How about for you?  What trainings have you attended or would you like to attend?  How did the training affect your personal life or business?

Wednesday, September 28, 2011

Lessons Learned While Traveling

As I shared in the last post, I've had the opportunity to do some traveling over the past 6 months.  I figured that with all of the teleseminars, reading and concepts I'd absorbed that traveling would be a cool gentle breeze.  That I could shift my perspective, adjust to challenges, and overall, be a fairly decent traveler.  Indeed, this was not quite the case. 

Here are some lessons that I learned while traveling:
1.  When traveling, keep in mind the purpose of the trip.  If it's a family gathering, think family time.  For a more sociable trip, think "hanging out with friends" time.  In other words, if you're used to being a solo traveler, like me, shift your expectations for group oriented trips.  Yes, I'm sure this is obvious for most travelers but for some reason, I was maintaining a solo traveler mindset on instead of a group traveler one.
2.  Best to travel with friends and family members that are patient with you in case you haven't quite mastered lesson 1.
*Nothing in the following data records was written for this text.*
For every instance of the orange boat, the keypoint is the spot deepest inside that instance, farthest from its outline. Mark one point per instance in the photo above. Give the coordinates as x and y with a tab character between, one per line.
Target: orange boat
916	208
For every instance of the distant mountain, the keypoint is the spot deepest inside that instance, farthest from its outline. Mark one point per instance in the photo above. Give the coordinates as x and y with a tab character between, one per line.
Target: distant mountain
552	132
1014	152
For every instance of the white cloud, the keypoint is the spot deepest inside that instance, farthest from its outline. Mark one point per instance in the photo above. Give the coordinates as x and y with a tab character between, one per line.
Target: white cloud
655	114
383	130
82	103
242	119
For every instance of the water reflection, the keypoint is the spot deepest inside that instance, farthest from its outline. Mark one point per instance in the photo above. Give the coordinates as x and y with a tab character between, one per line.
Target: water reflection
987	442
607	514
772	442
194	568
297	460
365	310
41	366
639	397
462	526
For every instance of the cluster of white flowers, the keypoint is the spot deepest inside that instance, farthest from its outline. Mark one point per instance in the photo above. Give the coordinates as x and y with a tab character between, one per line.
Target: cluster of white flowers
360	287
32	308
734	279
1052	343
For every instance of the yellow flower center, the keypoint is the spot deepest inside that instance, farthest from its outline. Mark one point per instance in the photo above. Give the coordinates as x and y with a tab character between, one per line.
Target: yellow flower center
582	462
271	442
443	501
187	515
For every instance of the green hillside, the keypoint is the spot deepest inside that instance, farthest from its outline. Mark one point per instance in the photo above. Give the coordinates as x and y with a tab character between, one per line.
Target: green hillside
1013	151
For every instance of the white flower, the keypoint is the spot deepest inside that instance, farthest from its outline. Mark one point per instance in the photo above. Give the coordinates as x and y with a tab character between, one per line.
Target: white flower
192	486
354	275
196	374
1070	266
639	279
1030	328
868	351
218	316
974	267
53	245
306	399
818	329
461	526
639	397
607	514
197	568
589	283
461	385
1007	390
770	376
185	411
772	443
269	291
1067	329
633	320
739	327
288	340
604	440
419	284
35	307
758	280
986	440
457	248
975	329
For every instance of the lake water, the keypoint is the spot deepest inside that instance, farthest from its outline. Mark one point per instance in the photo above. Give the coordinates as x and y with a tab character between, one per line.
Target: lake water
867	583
1.  Use a standard list for packing.  Instead of re-writing your packing list, create a basic one for essential travel items. 
2.  Bring clothes that are versatile.  For a 4 day trip, I prefer to pack 2 pants and 4 shirts since people rarely notice if you wear the same pants twice.
3.  Wear something comfortable while traveling. 

Getting There
1.  Booking a flight and hotel at the last minute can feel slightly exhilarating but can also be expensive and stressful for you.
2.  If you're using transit, find out in advance how to go from the airport/train station to your destination.  Google Maps proved to be a handy option for me.
3.  If you're traveling as a group, see if you all can pack your "liquids" into one bag and split the baggage cost.

Being There
1.  Enjoy eating...but at the same time aim to stay on track with your health values.  Every now and then, aim to get some fresh vegetables along with whatever local cuisine you're enjoying.
2.  Doing 15 push ups or sit ups will at least make you feel somewhat on track with fitness.  : )  Make whatever effort you can, to support your health.
3.  Be calm about your purchases.  Does your friend really need a bulky, singing key chain?

When it's over...
1.  If you can, unpack your bags within 2 days of returning.  Seeing your unpacked bags in the corner can be draining and a bit of a nuisance.
2.  Give yourself a chance to rest before you swing back into everyday living.  Sleep in, do some journaling, have "me" time.
3.  Ah, and if a trip doesn't go as planned, see if you can find something positive about the trip.  What did you learn about yourself?  How well do you manage flight delays, lost items, too much rich food?

Have I mastered all of the lessons that I've shared?  Nope, am working on some of these myself.  However, a couple of positives about my experience is that it taught me to be patient with myself and also to appreciate the humor and patience of my friends and family members.